Quinta-feira, depois do café, senti vontade de ler um trecho do "Memórias de Adriano", da Yourcenar. Aquele que fala da "nuvem vermelha de que a alma é o relâmpago".

Não conheço, fora do amor, outra situação em que o homem deva decidir-se por motivos mais simples e mais inelutáveis. No amor, o objeto escolhido deve valer exatamente seu peso bruto em prazer, e é ainda no amor que o amante da verdade tem maiores probabilidades de julgar a nudez da criatura. A partir do desnudamento total, comparável ao da morte, de uma humildade que ultrapassa a da derrota e a da prece, maravilhamo-nos ao ver renovar-se, cada vez, a complexidade das recusas, das responsabilidades, das promessas, das pobres confissões, das frágeis mentiras, dos compromissos apaixonados entre nosso prazer e o prazer do outro, tantos laços impossíveis de romper e tão depressa rompidos! esse jogo cheio de mistérios, que vai do amor de um corpo ao amor de uma pessoa, pareceu-me belo o bastante para consagrar-lhe uma parte de minha vida. Aspalavras enganam, especialmente as do prazer, que comportam as mais contraditórias realidades, desde as noções de aconchego, doçura e intimidade dos corpos, até as da violência, da agonia e do grito. A pequena frase obscena de Posidônio sobre o atrito de duas parcelas de carne, que te vi copiar nos teus cadernos escolares com aplicação de menino ajuizado, é incapaz de definir o fenômeno do amor, assim como a corda que o dedo faz vibrar não pode explicar o milagre dos sons. Essa frase insulta menos a volúpia do que à própria carne, esse instrumento de músculos, sangue e epiderme, essa nuvem vermelha de que a alma é o relâmpago.

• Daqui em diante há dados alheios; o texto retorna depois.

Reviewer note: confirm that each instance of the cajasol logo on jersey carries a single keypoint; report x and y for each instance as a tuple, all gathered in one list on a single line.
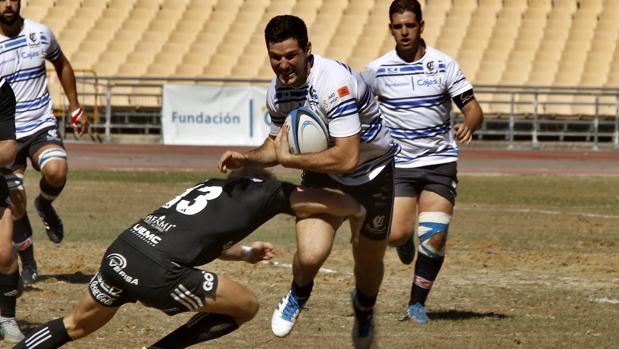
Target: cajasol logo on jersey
[(428, 82), (33, 39)]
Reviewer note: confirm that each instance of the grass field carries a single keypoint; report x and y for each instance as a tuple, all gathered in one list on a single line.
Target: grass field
[(532, 262)]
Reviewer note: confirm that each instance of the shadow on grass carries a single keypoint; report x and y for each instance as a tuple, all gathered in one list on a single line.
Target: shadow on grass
[(464, 315), (76, 278)]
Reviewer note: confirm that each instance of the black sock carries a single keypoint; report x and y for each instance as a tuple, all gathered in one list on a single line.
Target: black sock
[(302, 293), (426, 271), (8, 293), (200, 328), (363, 304), (49, 191), (52, 335)]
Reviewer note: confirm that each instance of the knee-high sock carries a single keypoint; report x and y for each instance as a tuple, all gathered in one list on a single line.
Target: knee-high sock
[(426, 271), (22, 238), (8, 293), (48, 192), (52, 335), (200, 328)]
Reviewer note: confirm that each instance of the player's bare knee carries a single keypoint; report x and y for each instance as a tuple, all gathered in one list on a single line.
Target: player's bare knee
[(56, 177), (432, 231), (309, 259), (53, 166), (398, 237)]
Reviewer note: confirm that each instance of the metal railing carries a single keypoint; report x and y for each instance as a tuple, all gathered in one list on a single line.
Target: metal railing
[(533, 114)]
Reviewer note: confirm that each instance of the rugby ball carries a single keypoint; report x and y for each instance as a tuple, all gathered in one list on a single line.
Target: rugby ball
[(307, 131)]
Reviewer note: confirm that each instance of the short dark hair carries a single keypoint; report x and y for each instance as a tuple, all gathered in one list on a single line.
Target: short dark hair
[(401, 6), (284, 27)]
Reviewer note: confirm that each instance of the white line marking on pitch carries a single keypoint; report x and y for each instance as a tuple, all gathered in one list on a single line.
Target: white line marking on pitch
[(288, 265), (605, 300), (550, 212)]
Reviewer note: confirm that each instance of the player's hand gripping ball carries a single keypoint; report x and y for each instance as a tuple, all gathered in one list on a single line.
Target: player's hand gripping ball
[(307, 131)]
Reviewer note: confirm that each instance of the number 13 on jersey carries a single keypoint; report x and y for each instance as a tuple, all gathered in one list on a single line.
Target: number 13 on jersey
[(189, 205)]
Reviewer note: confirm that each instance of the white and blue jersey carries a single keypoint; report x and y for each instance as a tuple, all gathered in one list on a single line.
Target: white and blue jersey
[(338, 93), (415, 100), (22, 65)]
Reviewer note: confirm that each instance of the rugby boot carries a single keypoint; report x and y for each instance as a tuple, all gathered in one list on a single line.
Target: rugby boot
[(418, 313), (406, 252), (51, 221), (285, 315)]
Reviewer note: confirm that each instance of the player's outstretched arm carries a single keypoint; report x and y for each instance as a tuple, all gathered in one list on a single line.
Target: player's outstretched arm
[(258, 251), (66, 75), (473, 117)]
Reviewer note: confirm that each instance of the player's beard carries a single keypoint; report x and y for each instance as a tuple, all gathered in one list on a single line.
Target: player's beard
[(11, 19)]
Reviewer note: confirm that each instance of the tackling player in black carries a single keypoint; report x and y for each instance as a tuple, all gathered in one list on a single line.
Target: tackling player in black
[(153, 260), (9, 273)]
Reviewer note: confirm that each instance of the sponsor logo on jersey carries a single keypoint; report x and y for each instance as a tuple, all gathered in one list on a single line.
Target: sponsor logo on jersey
[(397, 84), (52, 135), (227, 245), (103, 292), (32, 54), (376, 225), (33, 39), (118, 263), (145, 235), (431, 68), (428, 82), (343, 91), (159, 223)]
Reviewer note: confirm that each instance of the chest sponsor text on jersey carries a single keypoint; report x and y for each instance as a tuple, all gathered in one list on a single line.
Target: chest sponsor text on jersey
[(145, 235)]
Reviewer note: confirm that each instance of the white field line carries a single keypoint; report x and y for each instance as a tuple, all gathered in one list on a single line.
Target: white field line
[(549, 212), (605, 300), (289, 266)]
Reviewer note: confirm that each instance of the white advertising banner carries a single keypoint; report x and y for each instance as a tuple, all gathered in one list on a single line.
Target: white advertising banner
[(214, 115)]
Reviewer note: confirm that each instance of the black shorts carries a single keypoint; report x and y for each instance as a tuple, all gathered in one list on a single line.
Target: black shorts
[(127, 275), (28, 146), (5, 198), (376, 196), (441, 179)]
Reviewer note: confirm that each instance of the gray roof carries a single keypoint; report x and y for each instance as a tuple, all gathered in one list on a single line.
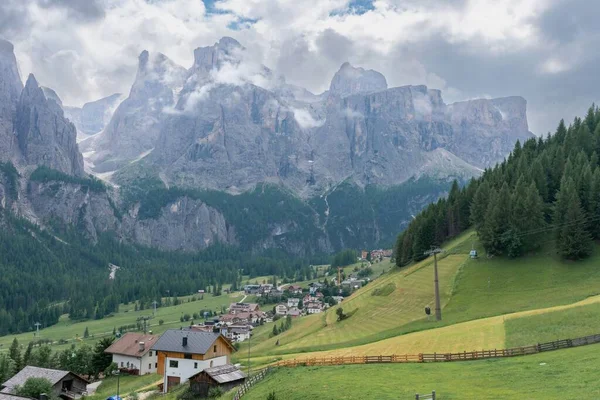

Confesso que a razão permanece confusa em presença do prodígio do amor, da estranha obsessão que faz com que essa mesma carne, que tão pouco nos preocupa quando compõe nosso corpo, limitando-nos somente a lavá-la, nutri-la e, se possível, impedí-la de sofrer, possa inspirar-nos uma tal paixão de carícias simplesmente porque é animada por uma personalidade diferente da nossa e porque representa certos traços de beleza sobre os quais, aliás, os melhores juízes não estariam de acordo. Aqui, como nas revelações dos Mistérios, tudo se passa além do alcance da lógica humana.